Thursday, January 28, 2010


Water, water everywhere

not a single drop to drink anywhere,

The drinkable ones I have seen

so seldom remain clean,

we never realize before the polluted ones are there

Photo: Sondre Aasberg

Tuesday, January 19, 2010

Sweet dreams

Dear fellow citizens and residents of Norway, please take a walk with me. Let us pretend for a second that we are not better or richer than anyone. A famous man, whose name I beg for forgiveness for not remembering, once said, “When you own more than four things, the things start owning you.” I suppose we have crossed that limit for owning things long ago. Our greed is resulting in complaints, which again results in greed for and expansion of our materialistic world. We complain about all that we have and not have, and our demands increase day by day. We complain about our lifestyle and about the insufficient effort the government puts into the society. Living in a dream world, where millions of people just dream to live in, we don’t realize what we actually have today. Therefore, my question is, how do we, Norwegians, sleep at night?

A father in Tiruppur in South India tosses around on his worn mat at night wondering what sunrise would float to surface and how his children would encounter the financial world of 2010. Wrinkles on his face show the tension and the hard work he goes through to earn 100 INR, equal to 15 NOK, every day, just for his children to be able to attend school and afford three meals daily. A mother in the olden part of Czechoslovakia with a Ph.D. in physics dwells around the cream of the western world to be able to send her daughter abroad. Tears rolling down her cheeks show the brutality of her job as a mannequin, hoping to be sold every night to the generous American and European tourists. A sister overhears her parents argue every sunset. One final night, her ten-year-old brother is sent to Nigeria as a factory labourer. Poverty hasn’t only shattered the family picture into pieces but also left an invisible scar, which would probably never be healed. Every night you can hear screams of newborns from the forests of Southern China. The waifs that are found by the local police and adopted away to the west are usually someone´s daughters and sisters. How do we sleep while the rest of the world cries?

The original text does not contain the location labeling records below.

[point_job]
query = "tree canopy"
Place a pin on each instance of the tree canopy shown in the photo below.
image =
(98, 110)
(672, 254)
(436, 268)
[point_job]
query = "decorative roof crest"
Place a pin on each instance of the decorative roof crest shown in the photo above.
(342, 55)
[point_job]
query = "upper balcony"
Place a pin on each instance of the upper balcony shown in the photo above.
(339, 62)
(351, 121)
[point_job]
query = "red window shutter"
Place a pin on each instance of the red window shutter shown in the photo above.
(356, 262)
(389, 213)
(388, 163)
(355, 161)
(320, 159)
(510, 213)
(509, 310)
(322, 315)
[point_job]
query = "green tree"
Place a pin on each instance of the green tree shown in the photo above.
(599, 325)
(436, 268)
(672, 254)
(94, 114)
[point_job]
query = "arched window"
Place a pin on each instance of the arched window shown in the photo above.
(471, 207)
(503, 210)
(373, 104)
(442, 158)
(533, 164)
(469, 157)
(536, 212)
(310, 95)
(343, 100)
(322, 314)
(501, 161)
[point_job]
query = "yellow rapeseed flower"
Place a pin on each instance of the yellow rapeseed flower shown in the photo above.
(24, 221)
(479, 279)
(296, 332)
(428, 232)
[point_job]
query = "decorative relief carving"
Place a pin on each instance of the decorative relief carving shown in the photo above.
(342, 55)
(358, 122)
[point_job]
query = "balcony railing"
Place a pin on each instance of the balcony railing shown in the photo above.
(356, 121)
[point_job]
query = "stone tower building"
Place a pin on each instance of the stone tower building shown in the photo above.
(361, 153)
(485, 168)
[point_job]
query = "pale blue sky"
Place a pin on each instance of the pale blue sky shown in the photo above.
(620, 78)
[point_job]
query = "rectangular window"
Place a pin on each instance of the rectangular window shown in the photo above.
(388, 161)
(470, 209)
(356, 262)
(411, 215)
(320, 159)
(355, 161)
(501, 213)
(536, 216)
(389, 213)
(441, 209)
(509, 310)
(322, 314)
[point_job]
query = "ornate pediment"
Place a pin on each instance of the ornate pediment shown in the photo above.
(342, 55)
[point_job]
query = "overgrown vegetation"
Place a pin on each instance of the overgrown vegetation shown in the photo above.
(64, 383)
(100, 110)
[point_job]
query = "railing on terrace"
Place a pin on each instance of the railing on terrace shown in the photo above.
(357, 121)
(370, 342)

Norway, to be nominated as the best country to live in by the UN through the HDI ranking, and also credited as the most beautiful country of the world, possesses a rich fauna and flora, minerals, forests and water resources, natural gas and petroleum and last but not least “untouched” nature. In spite of the natural beauty and wealth, we complain that Norway is not as commercialized as the U.S. There are several groups proclaiming to bring franchises such as Star Bucks, Kentucky Fried Chicken and Burton to Norway. But are there equally many groups against? How many of us realize that by bringing multinational companies to Norway, we would actually be polluting thousands times more in the global perspective. Multinational companies not only exploit on cheap labour in developing nations, but also ruin their natural resources and leave the population behind in corruption. On the other hand, yes, we, Norwegians, do become richer on these franchises and develop a new economic market. I wonder how we dream and what we dream about when the rest of the world suffers due to our financial growth?

The 2008-2009 financial crises has been the worst financial domino effect this decade. Thousands of people have lost their jobs mainly in the western world, mostly in the U.S. Several documentaries were soon made to show the governments in the western world and the people about the situation due to unemployment. We wanted the governments in the west to take some action. However, have we ever imagined how unemployment must feel for the developing nations, who have half the population living in it for more than a decade or two? The two years of a crucial financial crisis Norway, along with other western countries shook the people off board, but did we ever realize how thousands of people are actually living in it daily? What do we feel when we see all the jobless all around the world? How do we sleep at night?

Monday, January 18, 2010

Morbus tardus

Belated – coming or happening later than should have been the case.

Origin: early 17th century.

We human beings often tend to be late. As a result of our illness of being late, we have also invented proverbs to compensate for the damages caused. “Better late than never” or “Fashionably late”. Deep down inside us, we know that we hurt people due to our illness, and also cause inner damages within ourselves. I call it “Morbus tardus”, the “late sickness”. 

Morbus tardus |ˌmôrbəs tärdəs|
The sickness of being late. The first symptoms are usually stressful behaviour, mild sweating, mumbling and increase speed of talking and use of curse words. The illness attacks the brain with a headache, following by heartache and a guilty stomachache. The general symptoms are followed by severe guilty conscious and the urgency to appologise at every given chance. The most serious case of the condition is when the guilt no longer exists and the nervous system gets used to all the minor pains, leading thus to a cold, superficial behaviour. 2009 reports state that it is only found in human beings so far.

I appologise from the bottom of my heart! Belated Merry Christmas and Happy New Year 2010 (two thousand and ten or twenty ten!)